FRIENDLY FIRE OR COLLATERAL DAMAGE
The ability to differentiate people according to their deeply rooted propensity for risk-taking throws up particular issues for the management of risk culture. Risk issues are related to function. Sales and marketing need more adventurous people while accounts and compliance need to be more risk averse. This ‘horses for courses’ view of risk cuts across the idea that people are infinitely flexible and can be dragooned to submit to a risk regime of choice, whatever that may be. By dealing holistically with culture, there must be a concern about unintended consequences. It is certainly conceivable that efforts to instate a designed risk culture could be too successful and have unintended consequences in the form of a performance decrement. The creation of a compliant or risk-averse culture that extends beyond appropriate risk issues may blunt the entrepreneurial or enterprise focus on which that organisation depends for its survival. Arguably, this has been a factor behind many headline stories involving public bodies and Health & Safety, some of which have generated wide-spread criticism of the emergency services. Risk Culture initiatives need to be targeted, controlled and managed appropriately if is to be avoided.

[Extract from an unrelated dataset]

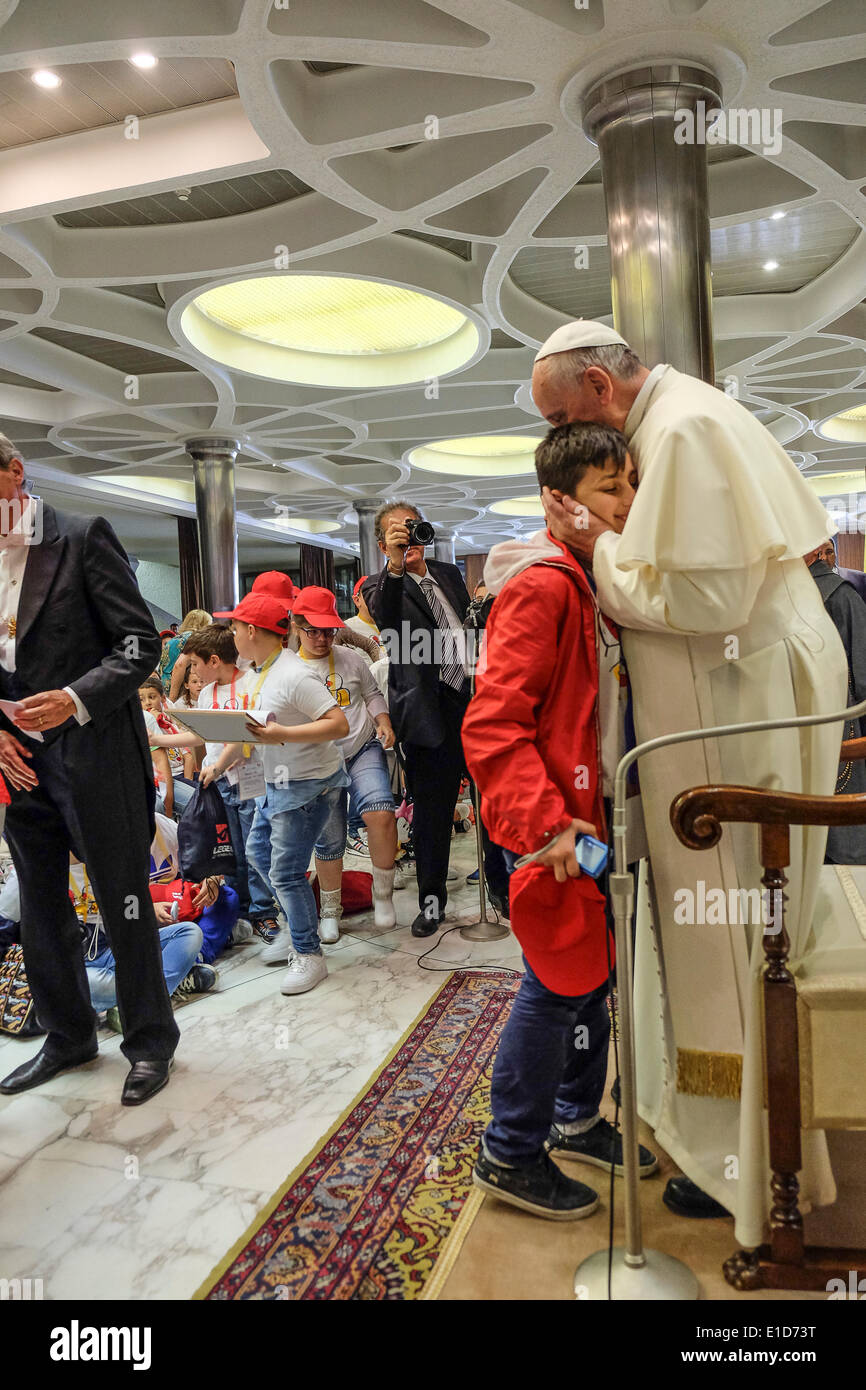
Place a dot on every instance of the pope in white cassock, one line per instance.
(722, 623)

Businesses need to balance risk against opportunity. They need risk takers as well as more cautious types. Success in any organisation requires a balance between innovation, seeking new opportunities, steering the business through the sometimes turbulent realities of the commercial and financial worlds and, on the other hand traditionalists who cling to the methods and strategies that have been successful in the past and who are, by nature, wary of the risk inherent in any innovation or change.
The danger with the concept of Risk Culture might be that, because it aspires to pervasive influence at the organisational level, it has a generally suppressive or depressive effect. The engines that drive the organisation and keeps it moving forward may, in effect, be immobilised by the inherent conservatism of compliance.
The implication of this argument is that Risk Management has to embrace both sides of the risk/opportunity equation; addressing the challenges of Risk Culture that are out of balance in either direction; being either too risk-taking or too risk averse. This concept has been labelled ‘Positive Risk Management’.